Abstract:
Precipitation event samples and weekly based water samples from streams and soils were collected in a tropical montane cloud forest catchment for 2 years and analyzed for stable water isotopes in order to understand the effect of sampling frequency in the performance of three lumped-parameter distribution functions (exponential-piston flow, linear-piston flow and gamma) which were used to estimate mean transit times of waters. Precipitation data, used as input function for the models, were aggregated to daily, weekly, bi-weekly, monthly and bi-monthly sampling resolutions, while analyzed frequencies for outflows went from weekly to bi-monthly. By using different scenarios involving diverse sampling frequencies, this study reveals that the effect of lowering the sampling frequency depends on the water type. For soil waters, with transit times on the order of few weeks, there was a clear trend of over predictions.

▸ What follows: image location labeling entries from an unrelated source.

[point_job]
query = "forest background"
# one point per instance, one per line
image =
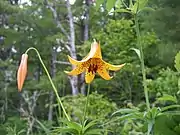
(58, 28)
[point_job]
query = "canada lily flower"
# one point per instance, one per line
(22, 71)
(92, 64)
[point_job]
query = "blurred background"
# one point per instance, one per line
(58, 28)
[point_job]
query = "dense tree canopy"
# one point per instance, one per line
(147, 41)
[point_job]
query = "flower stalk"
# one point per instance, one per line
(50, 79)
(139, 43)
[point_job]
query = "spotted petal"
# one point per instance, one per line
(113, 67)
(89, 76)
(104, 73)
(73, 61)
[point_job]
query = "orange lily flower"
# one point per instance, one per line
(92, 64)
(22, 71)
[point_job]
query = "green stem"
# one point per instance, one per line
(50, 79)
(142, 62)
(86, 105)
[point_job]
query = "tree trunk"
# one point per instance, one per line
(73, 79)
(53, 73)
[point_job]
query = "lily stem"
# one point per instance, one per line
(50, 79)
(139, 43)
(86, 105)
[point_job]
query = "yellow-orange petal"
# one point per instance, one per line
(114, 67)
(78, 70)
(22, 71)
(73, 61)
(89, 76)
(104, 73)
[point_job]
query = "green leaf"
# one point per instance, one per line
(167, 98)
(110, 4)
(94, 132)
(89, 125)
(169, 107)
(125, 110)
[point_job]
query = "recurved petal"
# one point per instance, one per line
(76, 71)
(114, 67)
(22, 71)
(89, 76)
(104, 73)
(73, 61)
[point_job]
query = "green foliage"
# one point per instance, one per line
(74, 128)
(98, 106)
(177, 61)
(165, 83)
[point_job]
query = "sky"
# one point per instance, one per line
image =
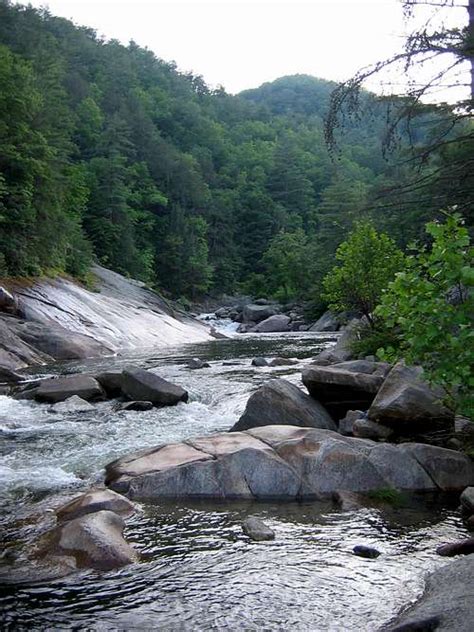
(241, 44)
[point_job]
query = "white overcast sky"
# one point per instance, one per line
(240, 44)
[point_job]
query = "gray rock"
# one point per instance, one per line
(461, 547)
(340, 390)
(327, 322)
(366, 551)
(467, 500)
(274, 462)
(95, 500)
(61, 388)
(196, 363)
(347, 422)
(94, 540)
(280, 402)
(282, 362)
(8, 376)
(256, 313)
(72, 404)
(447, 604)
(366, 429)
(111, 382)
(405, 399)
(276, 323)
(135, 406)
(257, 530)
(449, 469)
(259, 362)
(142, 385)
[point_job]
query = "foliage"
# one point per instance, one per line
(431, 306)
(367, 262)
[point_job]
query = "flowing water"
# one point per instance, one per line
(197, 570)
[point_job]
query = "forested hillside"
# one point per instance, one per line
(107, 152)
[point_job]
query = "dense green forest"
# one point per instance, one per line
(110, 154)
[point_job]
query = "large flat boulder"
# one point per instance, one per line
(142, 385)
(406, 401)
(281, 462)
(62, 388)
(276, 323)
(280, 402)
(340, 390)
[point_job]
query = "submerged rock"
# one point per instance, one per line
(61, 388)
(142, 385)
(74, 404)
(280, 402)
(257, 530)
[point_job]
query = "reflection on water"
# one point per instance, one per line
(198, 571)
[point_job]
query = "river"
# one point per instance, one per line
(198, 571)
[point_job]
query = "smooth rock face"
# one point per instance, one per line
(61, 388)
(447, 602)
(95, 540)
(405, 399)
(74, 404)
(93, 501)
(340, 390)
(257, 313)
(283, 462)
(257, 530)
(280, 402)
(276, 323)
(366, 429)
(142, 385)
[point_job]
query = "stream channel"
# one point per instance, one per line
(198, 571)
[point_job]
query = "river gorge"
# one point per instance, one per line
(198, 571)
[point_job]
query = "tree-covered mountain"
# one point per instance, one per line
(107, 152)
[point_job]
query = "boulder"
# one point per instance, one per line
(61, 388)
(347, 422)
(95, 500)
(461, 547)
(366, 551)
(276, 323)
(341, 351)
(259, 362)
(257, 530)
(111, 382)
(256, 313)
(196, 363)
(467, 500)
(406, 401)
(74, 404)
(340, 390)
(447, 603)
(275, 462)
(280, 402)
(366, 429)
(142, 385)
(94, 540)
(327, 322)
(282, 362)
(136, 406)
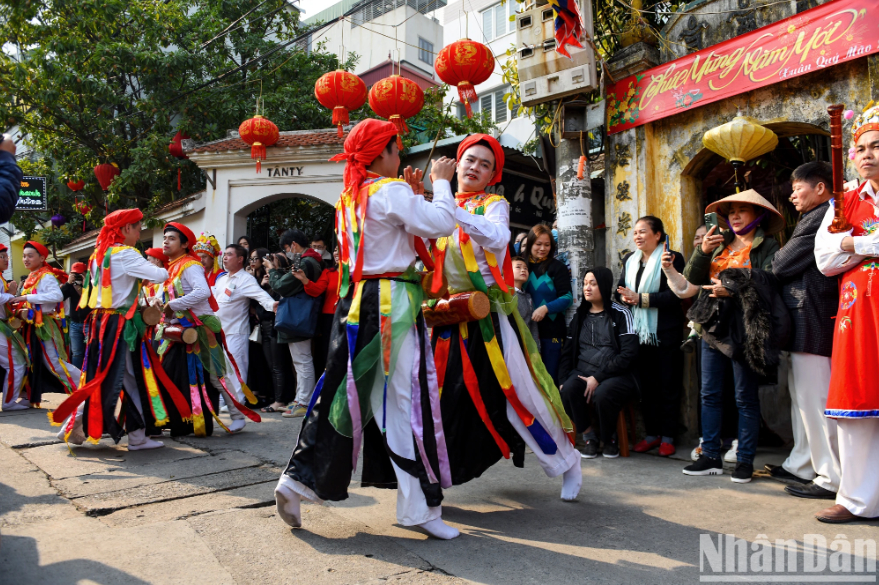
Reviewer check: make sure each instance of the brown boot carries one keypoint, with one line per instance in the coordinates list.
(836, 514)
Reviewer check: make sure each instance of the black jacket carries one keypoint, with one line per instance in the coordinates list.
(10, 183)
(811, 297)
(618, 319)
(670, 325)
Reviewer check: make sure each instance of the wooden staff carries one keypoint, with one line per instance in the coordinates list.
(840, 223)
(459, 308)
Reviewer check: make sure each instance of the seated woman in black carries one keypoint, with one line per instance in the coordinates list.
(597, 361)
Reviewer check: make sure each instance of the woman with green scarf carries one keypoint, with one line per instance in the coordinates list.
(659, 322)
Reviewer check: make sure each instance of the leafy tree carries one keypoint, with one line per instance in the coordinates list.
(93, 81)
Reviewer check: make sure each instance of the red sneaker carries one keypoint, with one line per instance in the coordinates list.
(643, 446)
(666, 450)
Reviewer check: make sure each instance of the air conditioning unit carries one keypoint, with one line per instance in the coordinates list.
(544, 75)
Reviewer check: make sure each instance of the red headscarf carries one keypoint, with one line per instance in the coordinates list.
(41, 249)
(496, 148)
(365, 142)
(187, 233)
(111, 233)
(159, 254)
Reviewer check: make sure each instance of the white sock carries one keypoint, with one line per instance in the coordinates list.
(573, 479)
(439, 529)
(287, 502)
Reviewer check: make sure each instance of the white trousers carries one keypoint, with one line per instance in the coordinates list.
(412, 506)
(233, 386)
(303, 363)
(16, 370)
(815, 455)
(859, 463)
(239, 347)
(532, 399)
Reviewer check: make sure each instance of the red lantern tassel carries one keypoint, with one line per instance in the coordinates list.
(258, 151)
(340, 118)
(467, 94)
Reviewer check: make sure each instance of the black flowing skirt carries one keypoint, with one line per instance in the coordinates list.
(322, 457)
(472, 449)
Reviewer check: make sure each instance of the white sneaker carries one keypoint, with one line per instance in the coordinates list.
(731, 456)
(148, 444)
(694, 455)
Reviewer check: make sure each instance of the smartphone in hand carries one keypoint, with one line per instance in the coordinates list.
(710, 220)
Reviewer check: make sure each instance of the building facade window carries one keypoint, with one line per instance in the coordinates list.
(492, 102)
(425, 51)
(496, 21)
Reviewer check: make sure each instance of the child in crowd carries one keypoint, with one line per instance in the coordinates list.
(526, 307)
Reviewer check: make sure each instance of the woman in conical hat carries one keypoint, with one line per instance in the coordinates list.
(749, 221)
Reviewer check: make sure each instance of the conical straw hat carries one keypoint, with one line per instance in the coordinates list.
(774, 221)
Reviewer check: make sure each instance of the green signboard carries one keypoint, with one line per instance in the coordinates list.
(32, 194)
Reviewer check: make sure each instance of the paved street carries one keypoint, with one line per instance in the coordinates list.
(202, 511)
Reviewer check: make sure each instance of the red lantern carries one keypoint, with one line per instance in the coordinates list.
(396, 98)
(259, 133)
(340, 91)
(105, 174)
(465, 64)
(176, 150)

In contrast, the trend for stream waters, which have a more damped isotopic signal and mean transit times on the order of 2 to 4 years, was less clear and showed a dependence on the type of model used. The trade-off to coarse data resolutions could potentially lead to misleading conclusions on how water actually moves through the catchment, notwithstanding that these predictions could reach better fitting efficiencies, fewer uncertainties, errors and biases. For both water types an optimal sampling frequency seems to be 1 or at most 2
weeks. The results of our analyses provide information for the planning of future fieldwork in similar Andean or other catchments.